A replica of a waiting shelter at a railway station. There's a green wooden slatted bench below a series of old-fashioned information posters including timetable information, freight loading instructions, and the rules and regulations on the use of railway tickets.
Replica platform shelter with old-fashioned information posters.

Inside the museum itself they have period train carriages and engines from across Australia, replica ticket offices, and lots of history of railways in Australia, with specific reference to the Trans-Australian railway line that the Indian Pacific now traverses. It turns out that route was vital for the cohesion of the Australian Confederation in the first place – Western Australia were dragging their heels on integration, but were happy to join as long as they got a West-East rail service.

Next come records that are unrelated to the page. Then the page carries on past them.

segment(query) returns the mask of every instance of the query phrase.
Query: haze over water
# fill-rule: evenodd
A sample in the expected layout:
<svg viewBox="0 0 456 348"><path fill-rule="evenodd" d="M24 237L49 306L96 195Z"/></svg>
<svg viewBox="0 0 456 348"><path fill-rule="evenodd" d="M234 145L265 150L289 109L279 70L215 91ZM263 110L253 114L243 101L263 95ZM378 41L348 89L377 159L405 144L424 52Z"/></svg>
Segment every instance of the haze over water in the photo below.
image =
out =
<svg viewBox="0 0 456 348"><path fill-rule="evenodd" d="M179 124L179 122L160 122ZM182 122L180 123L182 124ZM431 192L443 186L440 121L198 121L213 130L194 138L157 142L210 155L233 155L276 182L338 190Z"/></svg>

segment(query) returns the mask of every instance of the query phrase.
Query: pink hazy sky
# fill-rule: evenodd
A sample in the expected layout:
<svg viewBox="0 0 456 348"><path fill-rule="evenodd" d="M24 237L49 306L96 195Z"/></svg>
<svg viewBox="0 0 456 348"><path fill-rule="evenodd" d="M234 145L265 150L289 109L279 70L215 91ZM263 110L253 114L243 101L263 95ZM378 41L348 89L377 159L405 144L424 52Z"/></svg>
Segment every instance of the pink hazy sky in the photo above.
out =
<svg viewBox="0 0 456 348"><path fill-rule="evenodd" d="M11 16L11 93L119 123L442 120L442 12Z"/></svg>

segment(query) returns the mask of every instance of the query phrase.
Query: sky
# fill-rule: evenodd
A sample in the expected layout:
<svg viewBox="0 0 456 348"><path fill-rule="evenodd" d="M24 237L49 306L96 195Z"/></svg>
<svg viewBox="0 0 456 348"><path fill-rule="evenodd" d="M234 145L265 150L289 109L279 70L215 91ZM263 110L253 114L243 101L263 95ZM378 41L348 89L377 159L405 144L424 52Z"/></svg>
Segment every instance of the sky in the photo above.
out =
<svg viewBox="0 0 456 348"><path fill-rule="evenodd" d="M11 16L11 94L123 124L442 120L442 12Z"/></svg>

A black railway steam engine (given the number '97') in situ inside the railway museum, complete with tender, and pulling two brown old-fashioned carriages. I can't see the front wheels properly so I can't tell the configuration of the engine but I'm guessing it'd be a 4-6-0 or a 4-6-2.
Steam Engine given the identification number ’97’, on display at the museum. Obviously.

One of the major problems in the history of Australian railways, and why the Indian Pacific is so new, is because for almost the entirety of its presence, Australia has run its trains on three different rail gauges; indeed there’s still a couple of lines today that operate on the ‘wrong’ gauge. Each of the states of the Confederation developed their rail networks separately, based on advice from different sources. This meant that, for example, Victoria used a narrow ‘gauge’ whilst NSW used a ‘broader’ one. By the time tracks reached the borders and linked up with each other, it was too late to rip everything up and start again. This caused … issues, as you can probably imagine. Certain stations had to be built (like that at Port Pirie, where the line across South Australia met the Trans-Australian heading to Perth), sometimes in the middle of nowhere, to allow passengers and freight to transfer from one gauge to another.

Replica signal box and stationmaster office, in the railway museum. On the left hand side is the stationmaster's office, with weighing machines, post sorting boxes, a desk, a large clock, and what appear to be a suspiciously large number of glass bottles. On the right is the signal box, mostly made up of sixteen huge numbered leavers (we're talking maybe over a metre in height) that would have operated either the signals or the railway junction points. In the background are some weird devices noted as 'block indicators', 'track indicators', and 'timers', but look for all the world like barometers – boxes with arrows in them. I have no idea. I'm not a signalman. There is also, even more oddly, a bird-cage, complete with bird(s). Whether bird cages were a traditional feature of signal boxes in Australia, or whether that was the only place the museum could find to put it, I couldn't say.
Replica stationmaster office and signal box.


So, is Adelaide boring? There are those who say yes, it is. I say it’s very relaxed, calming, and chilled, without the high adrenaline rush of other places in the country. Anyway, everywhere is boring if you have the wrong attitude.

So, no, Adelaide is not boring. Just don’t expect a wild time.